BB guns and monkey bars evolved into cars, dating, or driving with friends at night to the edge of town, where an old abandoned farmhouse stood and we dared each other to walk through it. The 60's also revolved around frequent discussions about joining the military. The military, not unlike a walk through the abandoned farmhouse, was an acceptable risk.

Nowadays, video games replace monkey bars. Paintball guns and the very cool looking safety equipment that goes with it have replaced BB guns. I have served in uniform for a few decades now, and the one thing that I continually see is an urge for people to take on what they consider "acceptable risks."

"Acceptable risk," to me, is the price you might pay for something you're about to do. If what you're about to do is dangerous but will save the world, well that's one thing. That's what medals are for. However, riding a motorcycle without a helmet, not wearing a seat belt, not wearing safety equipment, or yelling out, "Hey watch this!" just before doing something that could leave you dead or injured for no good reason is a crying shame.

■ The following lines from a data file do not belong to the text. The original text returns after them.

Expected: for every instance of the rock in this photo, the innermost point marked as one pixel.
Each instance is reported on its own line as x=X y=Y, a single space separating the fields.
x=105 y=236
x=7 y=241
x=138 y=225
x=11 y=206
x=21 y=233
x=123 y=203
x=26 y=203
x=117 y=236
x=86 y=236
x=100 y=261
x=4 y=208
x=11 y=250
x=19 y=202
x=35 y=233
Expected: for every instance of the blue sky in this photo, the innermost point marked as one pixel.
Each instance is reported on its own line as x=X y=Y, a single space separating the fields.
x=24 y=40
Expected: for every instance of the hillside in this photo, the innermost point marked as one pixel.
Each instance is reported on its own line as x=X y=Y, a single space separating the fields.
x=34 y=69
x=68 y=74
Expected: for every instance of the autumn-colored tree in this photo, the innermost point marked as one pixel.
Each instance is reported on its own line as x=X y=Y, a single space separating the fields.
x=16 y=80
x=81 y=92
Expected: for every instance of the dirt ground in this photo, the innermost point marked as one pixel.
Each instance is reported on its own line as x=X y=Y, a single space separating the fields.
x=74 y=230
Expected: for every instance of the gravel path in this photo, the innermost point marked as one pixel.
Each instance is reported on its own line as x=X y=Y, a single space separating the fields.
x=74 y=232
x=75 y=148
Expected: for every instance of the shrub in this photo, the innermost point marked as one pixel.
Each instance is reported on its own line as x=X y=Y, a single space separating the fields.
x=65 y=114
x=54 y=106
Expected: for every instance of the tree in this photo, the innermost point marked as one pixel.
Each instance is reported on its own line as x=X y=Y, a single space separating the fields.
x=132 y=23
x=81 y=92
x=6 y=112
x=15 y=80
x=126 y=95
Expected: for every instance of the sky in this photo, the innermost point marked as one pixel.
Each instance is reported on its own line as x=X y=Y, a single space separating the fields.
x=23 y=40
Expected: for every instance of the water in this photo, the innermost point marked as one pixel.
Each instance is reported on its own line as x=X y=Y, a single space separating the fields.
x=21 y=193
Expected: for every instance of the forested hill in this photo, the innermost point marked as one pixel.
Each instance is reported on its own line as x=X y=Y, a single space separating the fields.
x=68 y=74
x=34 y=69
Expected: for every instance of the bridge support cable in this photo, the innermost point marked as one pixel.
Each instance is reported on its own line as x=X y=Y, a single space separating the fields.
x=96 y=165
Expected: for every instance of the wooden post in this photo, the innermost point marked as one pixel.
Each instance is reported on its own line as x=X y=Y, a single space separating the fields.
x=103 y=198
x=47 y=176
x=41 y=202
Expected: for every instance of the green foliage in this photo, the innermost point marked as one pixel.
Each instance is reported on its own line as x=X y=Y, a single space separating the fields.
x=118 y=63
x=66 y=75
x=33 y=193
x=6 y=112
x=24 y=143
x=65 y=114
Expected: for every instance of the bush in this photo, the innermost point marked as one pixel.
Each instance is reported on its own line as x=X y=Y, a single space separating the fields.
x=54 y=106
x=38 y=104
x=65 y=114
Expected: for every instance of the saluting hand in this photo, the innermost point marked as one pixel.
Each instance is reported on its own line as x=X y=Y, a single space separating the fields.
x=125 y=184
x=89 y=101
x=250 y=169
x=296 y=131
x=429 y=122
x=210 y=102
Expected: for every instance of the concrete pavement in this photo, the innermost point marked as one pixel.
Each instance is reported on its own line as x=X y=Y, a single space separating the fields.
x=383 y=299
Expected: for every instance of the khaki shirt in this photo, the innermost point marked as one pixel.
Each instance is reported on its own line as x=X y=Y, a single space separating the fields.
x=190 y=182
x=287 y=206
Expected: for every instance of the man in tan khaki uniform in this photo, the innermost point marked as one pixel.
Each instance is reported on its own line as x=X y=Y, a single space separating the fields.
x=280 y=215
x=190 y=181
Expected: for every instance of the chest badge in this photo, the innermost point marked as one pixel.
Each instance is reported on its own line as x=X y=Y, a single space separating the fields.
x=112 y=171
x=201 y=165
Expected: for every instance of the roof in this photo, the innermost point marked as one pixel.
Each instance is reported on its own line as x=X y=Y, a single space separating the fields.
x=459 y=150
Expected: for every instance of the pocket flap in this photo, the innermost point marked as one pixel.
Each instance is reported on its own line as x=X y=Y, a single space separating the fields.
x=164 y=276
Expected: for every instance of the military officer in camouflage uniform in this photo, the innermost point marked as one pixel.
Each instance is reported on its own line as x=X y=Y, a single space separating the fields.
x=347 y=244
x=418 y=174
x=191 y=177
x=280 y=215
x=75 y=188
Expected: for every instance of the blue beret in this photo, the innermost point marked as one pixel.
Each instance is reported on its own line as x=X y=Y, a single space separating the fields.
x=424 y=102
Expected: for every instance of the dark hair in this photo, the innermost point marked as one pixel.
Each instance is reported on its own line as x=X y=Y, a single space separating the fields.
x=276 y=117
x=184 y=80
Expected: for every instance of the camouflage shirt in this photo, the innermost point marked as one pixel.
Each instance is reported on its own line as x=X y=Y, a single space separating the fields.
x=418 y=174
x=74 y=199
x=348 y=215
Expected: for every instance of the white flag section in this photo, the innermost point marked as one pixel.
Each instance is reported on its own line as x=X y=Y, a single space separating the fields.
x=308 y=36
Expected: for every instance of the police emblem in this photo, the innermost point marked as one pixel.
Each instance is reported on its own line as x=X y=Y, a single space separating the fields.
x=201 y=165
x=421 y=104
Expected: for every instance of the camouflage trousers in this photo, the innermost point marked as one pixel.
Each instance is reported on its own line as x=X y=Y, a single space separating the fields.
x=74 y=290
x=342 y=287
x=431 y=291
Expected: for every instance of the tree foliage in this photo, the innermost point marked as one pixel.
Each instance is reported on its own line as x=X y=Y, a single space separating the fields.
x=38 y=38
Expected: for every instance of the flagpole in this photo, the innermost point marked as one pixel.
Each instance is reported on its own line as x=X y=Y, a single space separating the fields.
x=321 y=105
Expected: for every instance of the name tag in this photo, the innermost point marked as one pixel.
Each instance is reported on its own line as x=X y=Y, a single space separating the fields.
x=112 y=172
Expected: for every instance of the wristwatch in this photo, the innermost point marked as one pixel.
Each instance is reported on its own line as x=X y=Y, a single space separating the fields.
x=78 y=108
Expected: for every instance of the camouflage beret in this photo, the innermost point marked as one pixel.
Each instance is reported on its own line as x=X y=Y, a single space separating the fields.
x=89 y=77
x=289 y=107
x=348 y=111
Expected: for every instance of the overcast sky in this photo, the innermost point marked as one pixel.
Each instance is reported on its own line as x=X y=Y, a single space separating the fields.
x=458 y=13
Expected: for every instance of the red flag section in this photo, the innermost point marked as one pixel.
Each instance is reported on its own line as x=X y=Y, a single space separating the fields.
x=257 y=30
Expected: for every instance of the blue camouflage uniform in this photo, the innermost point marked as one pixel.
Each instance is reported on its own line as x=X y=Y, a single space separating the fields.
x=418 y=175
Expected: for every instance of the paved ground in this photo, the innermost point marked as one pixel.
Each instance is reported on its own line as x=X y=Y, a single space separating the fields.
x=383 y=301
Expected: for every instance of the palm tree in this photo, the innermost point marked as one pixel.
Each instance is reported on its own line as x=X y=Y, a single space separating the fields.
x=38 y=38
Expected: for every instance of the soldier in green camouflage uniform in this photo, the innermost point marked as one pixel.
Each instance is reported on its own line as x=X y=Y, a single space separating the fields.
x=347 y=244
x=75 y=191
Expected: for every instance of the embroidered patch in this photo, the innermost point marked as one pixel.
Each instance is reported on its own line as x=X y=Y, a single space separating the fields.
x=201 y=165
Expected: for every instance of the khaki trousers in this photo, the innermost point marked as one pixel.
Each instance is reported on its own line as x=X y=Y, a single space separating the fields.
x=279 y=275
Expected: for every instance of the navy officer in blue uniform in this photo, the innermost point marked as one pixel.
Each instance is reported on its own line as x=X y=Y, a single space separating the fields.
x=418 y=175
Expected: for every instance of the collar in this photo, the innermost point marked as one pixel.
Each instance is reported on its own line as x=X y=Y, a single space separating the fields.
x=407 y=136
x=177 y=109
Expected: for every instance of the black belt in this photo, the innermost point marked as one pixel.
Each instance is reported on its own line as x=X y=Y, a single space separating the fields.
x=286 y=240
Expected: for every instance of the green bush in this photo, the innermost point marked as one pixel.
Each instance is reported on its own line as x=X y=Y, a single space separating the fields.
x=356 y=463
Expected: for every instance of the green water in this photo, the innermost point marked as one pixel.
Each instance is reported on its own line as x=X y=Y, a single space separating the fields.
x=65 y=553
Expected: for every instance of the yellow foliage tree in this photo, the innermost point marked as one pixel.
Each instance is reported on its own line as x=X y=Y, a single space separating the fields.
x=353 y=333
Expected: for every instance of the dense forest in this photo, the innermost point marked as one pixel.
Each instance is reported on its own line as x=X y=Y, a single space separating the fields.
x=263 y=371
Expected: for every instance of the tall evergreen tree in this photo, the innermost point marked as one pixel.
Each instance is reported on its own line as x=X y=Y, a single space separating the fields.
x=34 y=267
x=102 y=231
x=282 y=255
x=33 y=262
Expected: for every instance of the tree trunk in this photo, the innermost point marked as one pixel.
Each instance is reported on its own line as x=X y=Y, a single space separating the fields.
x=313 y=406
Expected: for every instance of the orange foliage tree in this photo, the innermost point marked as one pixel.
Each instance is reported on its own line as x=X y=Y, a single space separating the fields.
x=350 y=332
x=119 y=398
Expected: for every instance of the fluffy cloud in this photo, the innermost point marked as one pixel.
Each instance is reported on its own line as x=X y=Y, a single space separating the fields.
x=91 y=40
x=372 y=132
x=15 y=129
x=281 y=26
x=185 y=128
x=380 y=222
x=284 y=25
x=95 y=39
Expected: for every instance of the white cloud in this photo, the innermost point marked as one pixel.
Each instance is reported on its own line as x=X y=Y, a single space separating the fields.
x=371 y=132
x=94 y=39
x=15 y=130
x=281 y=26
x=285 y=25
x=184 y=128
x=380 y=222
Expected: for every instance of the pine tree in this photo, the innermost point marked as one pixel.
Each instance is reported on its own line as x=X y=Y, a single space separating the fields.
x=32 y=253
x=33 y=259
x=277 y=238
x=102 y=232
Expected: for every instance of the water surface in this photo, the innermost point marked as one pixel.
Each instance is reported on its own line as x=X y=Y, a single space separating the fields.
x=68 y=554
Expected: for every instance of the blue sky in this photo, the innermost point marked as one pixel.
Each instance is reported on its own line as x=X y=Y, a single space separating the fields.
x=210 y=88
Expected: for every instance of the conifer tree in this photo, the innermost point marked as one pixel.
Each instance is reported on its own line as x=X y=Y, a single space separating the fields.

The Air Force teaches us to use "Operational Risk Management" or ORM whenever we plan to do something. This isn't a program designed to ruin parties, it's something to guide us in thinking ahead just a little and trying to see where our actions will lead us. While we cannot eliminate risk, we can control it and make sure the risk is work the objective. I'm sure my friends and I used a form of ORM on the creaky front porch of that old abandoned farmhouse.

Are risks necessary? As the 101 Days of Summer start with Memorial Day, it's fitting to remember 10,000 Allied servicemen lost their lives on D-Day, June 6, 1944, alone. Twenty-six thousand Marines gave the last full measure during the battle of Iwo Jima. Was some form of ORM used? I think so. Were the risks worth the objectives? Every Memorial Day, this nation stops and says "yes." We all know parents, teachers and neighbors who were veterans of those battles.

Now compare that to not wearing a motorcycle helmet and having an accident. Compare the risk versus the payoff by not wearing safety gear or using the buddy system. If the worst happens, will you have (paraphrasing Lincoln) "sacrificed your life on the altar of freedom," or (my words) were you just being a doofus?